Ici, on parle encore de solitude, mais c’est celle d’une mère. Qui passe son temps à raconter sa vie au téléphone à ses enfants. Et à leur faire des reproches. C’est un très court roman, il fait 103 pages, et heureusement ! Cette femme est affreusement pénible.

Alors oui, elle est malade. Peut-être bipolaire ou “simplement” très anxieuse. Mais elle est surtout très égoïste et sans empathie aucune. Une mère toxique, très certainement.

Sur la 4ème de couverture, on peut lire un avis de Bernard Pivot “Jamais je n’ai autant ri.
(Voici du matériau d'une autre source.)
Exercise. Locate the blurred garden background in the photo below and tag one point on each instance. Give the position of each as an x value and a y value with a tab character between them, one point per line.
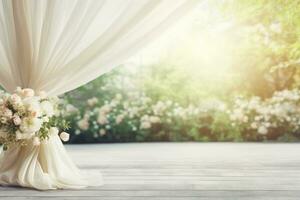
227	72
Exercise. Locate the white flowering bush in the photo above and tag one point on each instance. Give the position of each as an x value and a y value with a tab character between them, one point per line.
28	117
267	119
136	117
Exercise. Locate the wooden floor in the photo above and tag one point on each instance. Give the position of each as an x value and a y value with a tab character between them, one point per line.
182	171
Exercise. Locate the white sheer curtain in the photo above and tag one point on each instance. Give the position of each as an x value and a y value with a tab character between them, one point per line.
59	45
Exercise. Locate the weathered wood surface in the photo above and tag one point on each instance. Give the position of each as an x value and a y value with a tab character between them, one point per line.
182	171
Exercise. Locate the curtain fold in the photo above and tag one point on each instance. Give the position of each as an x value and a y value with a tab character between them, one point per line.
59	45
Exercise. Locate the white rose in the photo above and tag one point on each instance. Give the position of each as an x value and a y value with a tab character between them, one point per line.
3	133
47	108
19	135
102	132
53	131
83	124
119	119
262	130
92	101
64	136
32	104
17	120
36	141
7	113
42	94
27	92
145	125
45	119
30	125
15	99
102	119
154	119
254	125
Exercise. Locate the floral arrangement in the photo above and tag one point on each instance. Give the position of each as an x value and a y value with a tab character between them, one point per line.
136	117
279	114
28	117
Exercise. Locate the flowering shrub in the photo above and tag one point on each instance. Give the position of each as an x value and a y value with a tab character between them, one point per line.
26	116
136	117
268	119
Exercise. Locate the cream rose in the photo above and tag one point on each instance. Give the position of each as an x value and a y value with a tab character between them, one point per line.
64	136
36	141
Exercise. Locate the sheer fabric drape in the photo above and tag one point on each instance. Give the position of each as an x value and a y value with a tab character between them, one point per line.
59	45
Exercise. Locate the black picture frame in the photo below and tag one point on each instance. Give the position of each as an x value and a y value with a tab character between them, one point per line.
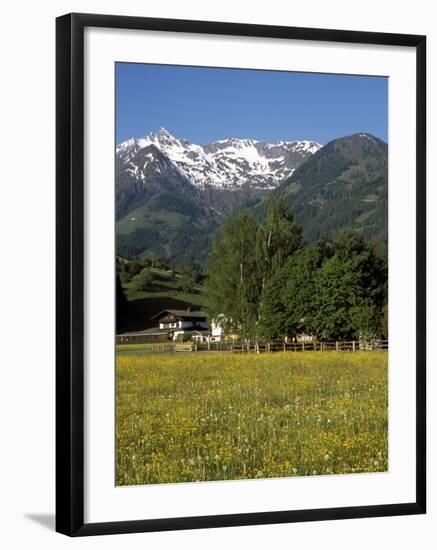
70	273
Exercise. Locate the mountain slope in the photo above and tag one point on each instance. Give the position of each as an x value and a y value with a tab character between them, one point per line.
227	164
344	184
172	194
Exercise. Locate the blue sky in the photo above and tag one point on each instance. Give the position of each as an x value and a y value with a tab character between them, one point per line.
206	104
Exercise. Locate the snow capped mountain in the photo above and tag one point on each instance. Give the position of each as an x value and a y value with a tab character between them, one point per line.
229	164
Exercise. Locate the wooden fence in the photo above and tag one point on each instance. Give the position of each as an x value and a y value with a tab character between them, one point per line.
270	347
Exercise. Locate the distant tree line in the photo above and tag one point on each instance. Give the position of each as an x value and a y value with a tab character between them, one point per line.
139	274
267	284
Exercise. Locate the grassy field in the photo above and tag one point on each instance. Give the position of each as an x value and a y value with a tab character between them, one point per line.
213	416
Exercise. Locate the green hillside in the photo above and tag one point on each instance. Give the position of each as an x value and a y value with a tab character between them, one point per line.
343	185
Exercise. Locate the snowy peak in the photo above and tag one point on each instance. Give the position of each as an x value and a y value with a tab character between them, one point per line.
228	164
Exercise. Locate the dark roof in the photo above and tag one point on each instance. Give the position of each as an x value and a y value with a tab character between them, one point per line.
181	313
149	331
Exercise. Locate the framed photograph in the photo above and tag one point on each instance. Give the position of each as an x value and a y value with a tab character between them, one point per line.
240	274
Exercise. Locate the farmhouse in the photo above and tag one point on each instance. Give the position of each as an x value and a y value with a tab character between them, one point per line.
172	324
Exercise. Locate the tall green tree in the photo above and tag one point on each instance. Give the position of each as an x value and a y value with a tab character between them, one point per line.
278	238
350	290
234	279
288	298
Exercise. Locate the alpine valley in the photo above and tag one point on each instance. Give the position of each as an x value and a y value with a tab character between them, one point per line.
172	195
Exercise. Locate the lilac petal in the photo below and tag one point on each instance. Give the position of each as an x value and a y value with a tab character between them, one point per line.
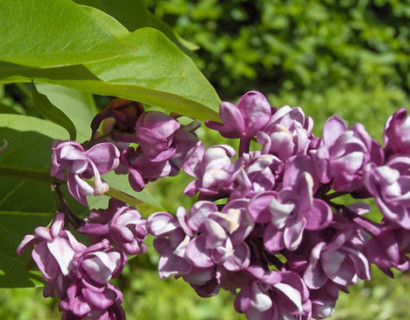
242	300
198	254
100	266
333	128
214	177
255	110
273	239
265	140
62	252
136	180
172	265
105	156
161	223
259	300
240	258
101	300
27	241
293	234
259	207
319	216
216	235
292	295
280	212
191	164
45	261
232	118
314	276
360	263
199	277
199	213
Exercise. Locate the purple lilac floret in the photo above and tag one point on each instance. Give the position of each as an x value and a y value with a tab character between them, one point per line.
72	163
287	134
343	154
396	136
121	225
78	275
390	186
265	226
250	115
163	144
293	248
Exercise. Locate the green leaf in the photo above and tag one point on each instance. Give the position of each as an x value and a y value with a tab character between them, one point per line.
12	267
45	33
77	105
50	112
158	73
25	200
146	204
133	14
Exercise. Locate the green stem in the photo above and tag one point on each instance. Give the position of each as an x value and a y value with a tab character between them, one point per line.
30	174
124	197
44	177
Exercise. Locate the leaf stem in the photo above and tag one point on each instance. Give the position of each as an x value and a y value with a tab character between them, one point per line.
30	174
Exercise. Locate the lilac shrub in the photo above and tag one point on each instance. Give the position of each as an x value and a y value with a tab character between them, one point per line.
144	145
266	224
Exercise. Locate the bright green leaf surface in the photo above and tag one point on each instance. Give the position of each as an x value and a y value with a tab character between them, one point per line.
50	112
24	203
158	73
133	14
77	105
45	33
12	229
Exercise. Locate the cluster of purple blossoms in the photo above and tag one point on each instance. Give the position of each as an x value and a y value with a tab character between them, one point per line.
267	226
147	146
76	274
79	275
144	145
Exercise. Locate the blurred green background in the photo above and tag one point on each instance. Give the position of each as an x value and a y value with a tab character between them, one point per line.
349	57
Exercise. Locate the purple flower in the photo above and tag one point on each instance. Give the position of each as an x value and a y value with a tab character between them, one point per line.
97	265
124	114
222	235
273	295
288	212
171	241
288	133
70	162
343	153
324	300
53	253
245	119
212	167
142	169
390	186
120	224
155	134
340	260
254	173
4	146
396	136
388	249
84	303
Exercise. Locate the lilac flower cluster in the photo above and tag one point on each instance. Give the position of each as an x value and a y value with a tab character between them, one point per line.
266	226
162	144
79	275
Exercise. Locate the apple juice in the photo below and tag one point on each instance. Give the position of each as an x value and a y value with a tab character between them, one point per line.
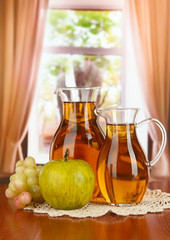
81	134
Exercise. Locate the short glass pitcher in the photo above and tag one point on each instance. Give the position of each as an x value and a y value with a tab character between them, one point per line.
122	165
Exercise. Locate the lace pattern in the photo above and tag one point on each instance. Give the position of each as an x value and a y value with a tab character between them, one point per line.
153	201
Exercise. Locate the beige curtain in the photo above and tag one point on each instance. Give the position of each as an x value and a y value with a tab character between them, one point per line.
21	34
150	25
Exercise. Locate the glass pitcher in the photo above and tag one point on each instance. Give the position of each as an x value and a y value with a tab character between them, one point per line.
79	130
122	165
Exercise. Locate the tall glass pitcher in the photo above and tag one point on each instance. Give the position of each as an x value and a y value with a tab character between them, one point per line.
78	130
122	165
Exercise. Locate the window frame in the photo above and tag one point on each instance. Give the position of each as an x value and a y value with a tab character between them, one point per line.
78	50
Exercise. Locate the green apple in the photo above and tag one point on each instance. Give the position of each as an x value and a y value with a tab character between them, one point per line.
67	184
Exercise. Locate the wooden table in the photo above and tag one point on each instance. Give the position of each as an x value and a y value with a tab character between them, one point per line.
20	224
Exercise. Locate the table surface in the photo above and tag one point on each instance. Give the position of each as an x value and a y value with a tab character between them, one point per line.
21	224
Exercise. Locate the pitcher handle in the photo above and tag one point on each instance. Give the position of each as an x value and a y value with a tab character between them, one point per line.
164	138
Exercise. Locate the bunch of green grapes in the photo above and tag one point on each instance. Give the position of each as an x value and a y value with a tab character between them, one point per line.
24	184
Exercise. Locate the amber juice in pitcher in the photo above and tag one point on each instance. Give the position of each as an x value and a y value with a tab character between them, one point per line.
122	173
79	130
122	165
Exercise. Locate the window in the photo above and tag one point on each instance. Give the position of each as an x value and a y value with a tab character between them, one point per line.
81	48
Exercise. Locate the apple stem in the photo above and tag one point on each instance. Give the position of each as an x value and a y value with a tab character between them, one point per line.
66	155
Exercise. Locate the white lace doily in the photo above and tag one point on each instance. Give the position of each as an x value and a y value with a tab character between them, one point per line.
153	201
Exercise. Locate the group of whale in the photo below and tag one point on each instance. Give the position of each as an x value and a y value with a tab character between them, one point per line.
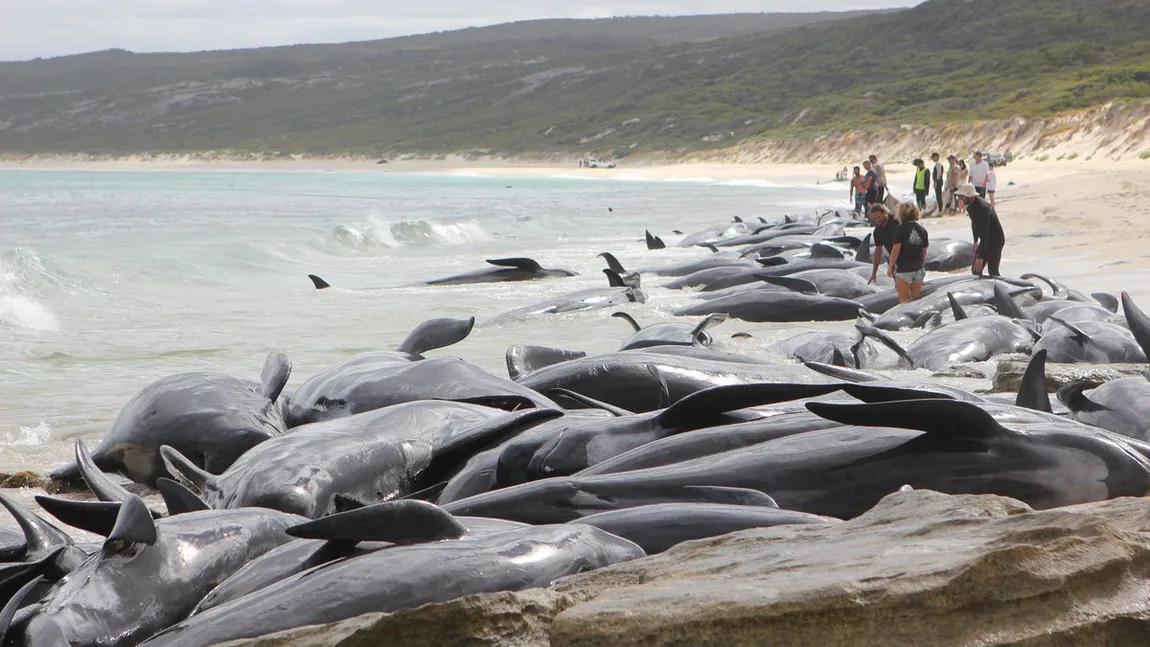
392	479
Toujours drôle, touchante, émouvante. De la dynamite de bonne humeur.”

J’avoue que je ne suis pas d’accord avec lui. Cette histoire ne m’a pas fait rire du tout. J’étais triste à la fois pour cette femme visiblement dérangée et pour ses enfants devant la supporter…

C’est tellement criant de vérité en fait, que j’avais juste envie de l’étrangler ! Heureusement que je n’ai pas quelqu’un comme ça dans mon entourage, c’est tout bonnement insupportable. Mais ceci dit, bien vu et bien écrit, parce que ça m’a fait bondir plus d’une fois ! ;)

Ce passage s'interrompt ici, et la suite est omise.